A skilled commander, with a strong army supported by war elephants (which the Romans were not experienced in facing), Pyrrhus enjoyed initial success against the Roman legions, but suffered heavy losses even in these victories. Plutarch wrote that Pyrrhus said after the second battle of the war, "If we are victorious in one more battle with the Romans, we shall be utterly ruined." He could not call up more men from home and his allies in Italy were becoming indifferent. The Romans, by contrast, had a very large pool of military manpower and could replace their losses. This is the source of the expression "Pyrrhic victory", a victory that inflicts losses the winner cannot afford in the long term.
Worn down by the battles against Rome, Pyrrhus moved his army to Sicily to war against the Carthaginians instead. After several years of campaigning there (278–275 BC), he returned to Italy in 275 BC, where the last battle of the war was fought, ending in Roman victory. Following this, Pyrrhus returned to Epirus, ending the war. Three years later, in 272 BC, the Romans captured Tarentum.
The Pyrrhic War was the first time that Rome confronted the professional mercenary armies of the Hellenistic states of the eastern Mediterranean. Rome's victory drew the attention of these states to the emerging power of Rome. Ptolemy II, the king of Egypt, established diplomatic relations with Rome. After the war, Rome asserted its hegemony over southern Italy.

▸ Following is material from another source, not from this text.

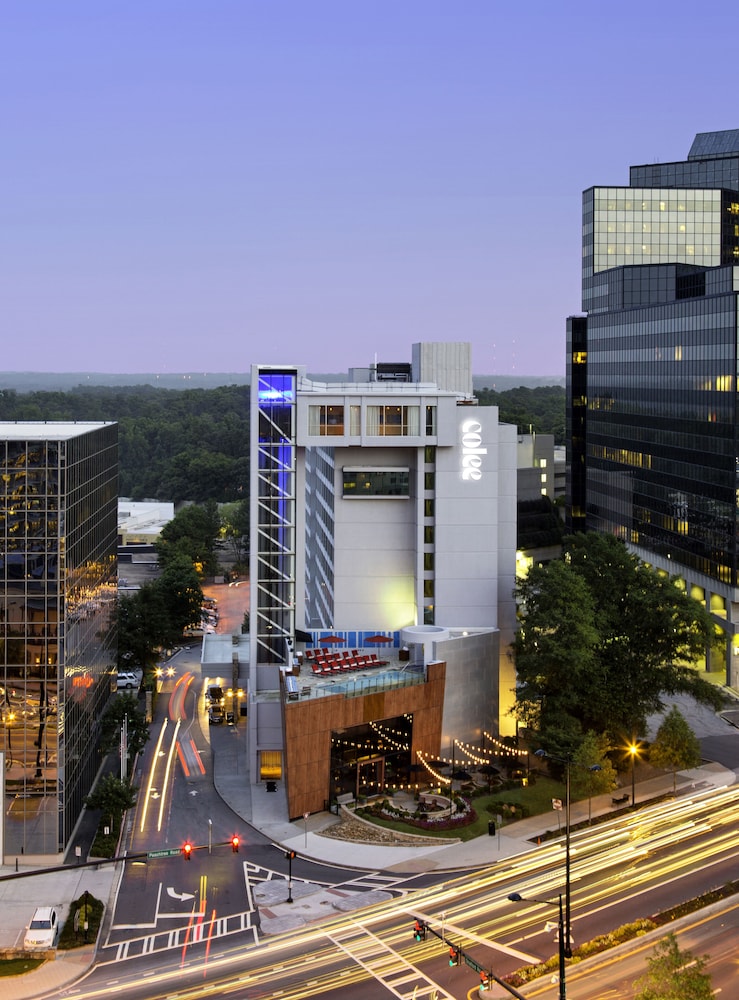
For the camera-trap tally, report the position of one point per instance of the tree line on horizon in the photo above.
(193, 444)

By 290 BC, at the end of the three Samnite Wars, Rome had established her hegemony over parts of central and southern Italy, cemented through alliances with various Italic peoples in central Italy. To the south of the Roman sphere of influence there were a few city-states founded by Greek settlers from the 8th to the 6th century BC (primarily on the coasts of Calabria and Basilicata and in eastern and southern Sicily).